If you do the math, counting three years back from when the Defiant received Cusak’s message to the year of her death, she died before the Dominion was discovered by Starfleet; and she left on her long-term mission into deep space before Jean-Luc Picard took command of the USS Enterprise at the beginning of Star Trek: The Next Generation. Cusak is a fond memory of a more hopeful past; before Q, before the Borg, before things got complicated.
She’s never heard of the Dominion before; she doesn’t know, can’t know, what destruction this anti-Federation has wrought in the Alpha Quadrant or the minds of its inhabitants; so she can remind them what they’re fighting for—love, friendship, and caring.
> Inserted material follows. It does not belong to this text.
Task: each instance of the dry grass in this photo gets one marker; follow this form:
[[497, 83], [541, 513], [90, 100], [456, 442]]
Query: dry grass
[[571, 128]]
Even as the Dominion seeks to undermine the Federation’s heart and soul, making it lose that hopeful certainty, Captain Cusak is the anti-Dominion; freely offering love without seeing its object, friendship without any hint of pretense, care even in a dire situation when she is the one who should be cared for.
She represents the hopefulness and caring of the pre-Dominon Alpha Quadrant; she reminds Sisko, O’Brien, and Bashir what life is supposed to be like, before the Founders entered their world. Only a voice from their past can tell them who they’re supposed to be.
A Voice from the Past
The Bible, too, is a mirror through which we see ourselves. Though, far from being undead, the Bible is alive; these words from the past, written by hands buried before we were born, are nevertheless written for us. They reveal who we are, and our way forward. But perhaps most crucially, the Bible tells us what life was supposed to be like before the Fall; before sin entered the world. They show us our past.
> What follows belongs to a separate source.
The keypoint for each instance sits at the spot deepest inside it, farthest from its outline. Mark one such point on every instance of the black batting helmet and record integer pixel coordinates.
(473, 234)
All of the pain and loss we experience come from that sin entering the world. We aren’t supposed to face pain or death; we aren’t supposed to experience broken relationships or weakness or lies. The Bible reminds us what it was supposed to be, giving us the hope to pursue that perfection again and the perseverance to keep going when it doesn’t feel like it’s close. It shows us the value of love, of friendship, of caring; and, through Jesus, it empowers us to live those values out.
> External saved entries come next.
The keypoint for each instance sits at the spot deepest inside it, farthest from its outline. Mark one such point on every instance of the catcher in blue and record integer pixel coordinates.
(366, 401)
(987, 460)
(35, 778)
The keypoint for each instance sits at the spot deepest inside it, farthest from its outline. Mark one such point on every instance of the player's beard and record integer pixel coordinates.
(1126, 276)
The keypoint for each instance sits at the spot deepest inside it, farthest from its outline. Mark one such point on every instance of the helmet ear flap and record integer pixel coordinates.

And God saw everything that he had made, and behold, it was very good. And there was evening and there was morning, the sixth day. Thus the heavens and the earth were finished, and all the host of them.
—Genesis 1:31-2:1, ESV
For I consider that the sufferings of this present time are not worth comparing with the glory that is to be revealed to us. For the creation waits with eager longing for the revealing of the sons of God […to be] set free from its bondage to corruption and obtain the freedom of the glory of the children of God.
—Romans 8:18-19, 21, ESV
For Sisko, O’Brien, and Bashir, things are about to get worse before they get better; very soon, they’ll lose someone close to them. The Dominion War is about to step up, and the ravages of that war are going to be painful. But I like to think that remembering back to the truth Captain Cusak illuminated in their hearts will help them keep going.
Knowledge informs. Truth illuminates. And by that illumination, we can see ourselves.
• • •
Editor’s note: The editors and staff at Reel World Theology were saddened to hear of Aron Eisenberg’s passing last weekend. Eisenberg played the Ferengi Nog in Star Trek: Deep Space Nine, a role with which he won over the hearts of many in the Star Trek fan community, and was, by all accounts, a wonderful person to be around; Armin Shimerman called him “a man of conviction and enormous sensitivity and the best of humanity.” Our prayers go out to his family and friends, particularly to his wife Malíssa Longo and his sons Nicholas and Christopher.
Though this year’s Trektember articles were written before this loss, our upcoming piece about “It’s Only a Paper Moon” will address Eisenberg’s passing.